Original oder Fälschung? Diese Frage stellen sich Kunstsammler und Museumsinhaber immer wieder. Denn seit Jahrhunderten versuchen Kopisten, einen Anteil von den teils astronomischen Umsätzen auf dem Kunstmarkt abzubekommen. Sie haben ihr Fertigkeiten immer weiter verbessert – und wurden dennoch oftmals entlarvt, wenn auch zum Teil Jahrhunderte später.
Um den Fälschern auf die Schliche zu kommen, wurden die verschiedensten Methoden erdacht, die mehr oder weniger gut funktionieren. Die jüngste Entwicklung kommt von einem amerikanischen Forscherteam vom Dartmouth College in Hanover (New Hampshire). Statt dem Auge eines Kenners zu vertrauen, lassen sie ein Computerprogramm die Merkmale jedes einzelnen Pinselstrichs analysieren. Die dabei entdeckten Gemeinsamkeiten und Unterschiede sollen helfen, Originale von Kopien zu unterscheiden.
Die Suche nach verräterischen Details in Bildern und Gemälden ist freilich viele Jahre älter. Bereits in den siebziger Jahren des 19. Jahrhunderts beschrieb der italienische Mediziner Giovanni Morelli eine Methode, die es ermöglichen würde, gefälschte Gemälde von den Originalen eindeutig zu unterscheiden und exakt zu bestimmen, welche Bilder welchem Maler zuzuschreiben seien. Dazu müsse man die auffälligsten Partien der Gemälde beiseite lassen und sich stattdessen intensiv mit solchen unscheinbaren Details beschäftigen, die die Maler in der Regel ziemlich flüchtig und ohne lange nachzudenken ausführen: die Ohrmuschel und die Ohrläppchen beispielsweise, oder die Finger und Fingernägel, oder die Füße und Zehennägel.
Laut Morelli kennzeichnen solche untergeordneten anatomischen Elemente den Maler in unverwechselbarer Weise. Sie entstünden eher unbewusst und wären kaum von kulturellen Traditionen geprägt. Weil Fälscher sich dieses Umstandes nicht bewusst seien, würden ihnen beim Kopieren der nebensächlichsten Details die gröbsten Fehler unterlaufen.
Mit seiner Methode gelang es Morelli, etliche falsche Zuschreibungen aufzudecken.

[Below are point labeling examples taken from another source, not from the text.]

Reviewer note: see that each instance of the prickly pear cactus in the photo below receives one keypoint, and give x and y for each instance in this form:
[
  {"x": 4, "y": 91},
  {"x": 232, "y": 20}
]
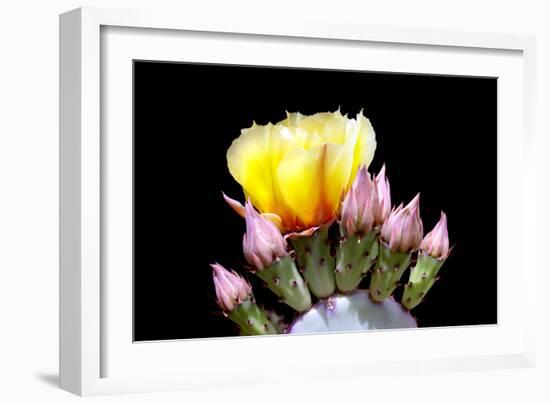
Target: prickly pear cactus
[{"x": 322, "y": 233}]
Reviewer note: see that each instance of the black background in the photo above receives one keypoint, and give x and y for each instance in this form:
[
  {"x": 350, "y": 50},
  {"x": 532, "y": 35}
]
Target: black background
[{"x": 436, "y": 134}]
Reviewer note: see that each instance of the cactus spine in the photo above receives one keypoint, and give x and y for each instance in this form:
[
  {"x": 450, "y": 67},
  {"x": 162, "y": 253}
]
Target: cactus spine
[
  {"x": 422, "y": 277},
  {"x": 316, "y": 262},
  {"x": 387, "y": 272},
  {"x": 356, "y": 254},
  {"x": 283, "y": 278}
]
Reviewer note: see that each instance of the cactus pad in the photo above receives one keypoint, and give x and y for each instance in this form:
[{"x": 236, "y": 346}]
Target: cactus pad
[
  {"x": 316, "y": 262},
  {"x": 355, "y": 256},
  {"x": 352, "y": 312}
]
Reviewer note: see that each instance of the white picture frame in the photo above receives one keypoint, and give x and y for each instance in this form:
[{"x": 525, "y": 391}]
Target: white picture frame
[{"x": 97, "y": 355}]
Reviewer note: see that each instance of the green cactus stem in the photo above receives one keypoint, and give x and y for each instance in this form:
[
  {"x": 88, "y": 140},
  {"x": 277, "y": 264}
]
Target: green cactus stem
[
  {"x": 251, "y": 319},
  {"x": 387, "y": 272},
  {"x": 277, "y": 320},
  {"x": 316, "y": 262},
  {"x": 355, "y": 256},
  {"x": 283, "y": 278},
  {"x": 422, "y": 276}
]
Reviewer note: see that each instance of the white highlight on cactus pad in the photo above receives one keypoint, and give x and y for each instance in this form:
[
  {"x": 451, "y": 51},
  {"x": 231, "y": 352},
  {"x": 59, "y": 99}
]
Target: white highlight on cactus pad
[{"x": 348, "y": 313}]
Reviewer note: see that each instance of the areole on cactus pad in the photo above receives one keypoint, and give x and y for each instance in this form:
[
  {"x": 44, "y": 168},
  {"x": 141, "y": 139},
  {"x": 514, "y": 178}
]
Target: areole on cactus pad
[{"x": 321, "y": 232}]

So erkannte er als Erster, dass das Bild einer schlafenden Venus, das man irrtümlich für die Kopie eines verschollenen Werkes von Tizian gehalten hatte, nur von Giorgione stammen konnte. Doch trotz dieser Erfolge wurde Morellis Verfahrensweise heftig attackiert und als mechanistisch verdammt.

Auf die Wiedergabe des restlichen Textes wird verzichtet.